The 256 universes in one dimension
An elementary cellular automaton is the simplest possible computation that produces complex behavior. One dimension. Two states — black or white. A rule that looks at each cell and its two neighbors: three bits in, one bit out. Eight possible neighborhoods means eight binary outputs, which means 28 = 256 possible rules. That is the entire space.
Some rules die to uniformity. Some produce repetition. Some produce randomness indistinguishable from noise. And a few — Rule 110 is the canonical example — produce structured complexity sufficient to be Turing complete. The boundary between order and chaos is where computation lives.

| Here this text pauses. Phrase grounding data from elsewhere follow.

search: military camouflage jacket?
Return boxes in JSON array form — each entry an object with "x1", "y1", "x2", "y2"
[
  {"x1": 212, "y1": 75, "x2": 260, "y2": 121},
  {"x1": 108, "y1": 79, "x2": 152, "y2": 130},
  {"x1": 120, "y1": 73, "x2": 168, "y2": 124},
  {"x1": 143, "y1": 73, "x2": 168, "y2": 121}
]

The deepest lesson of cellular automata is not that simple rules produce complex behavior — though they do. It is that for many systems, there exists no shortcut to their future states. You cannot predict the 1000th row of Rule 30 without computing all 999 rows before it. The rule is 8 bits. The output is incompressible. The only way to know what happens is to run it.
Wolfram calls this computational irreducibility. Some systems are their own fastest simulation. No external observer, however powerful, can outpace the system itself. Prediction requires computation at least as expensive as the process being predicted. The universe, in this view, is not following a blueprint — it is performing an irreducible computation, and the result is what we call time.
The 256 rules are a complete census of one-dimensional, two-state, nearest-neighbor universes. Most are boring. A few are profound. The boundary between them is not gradual.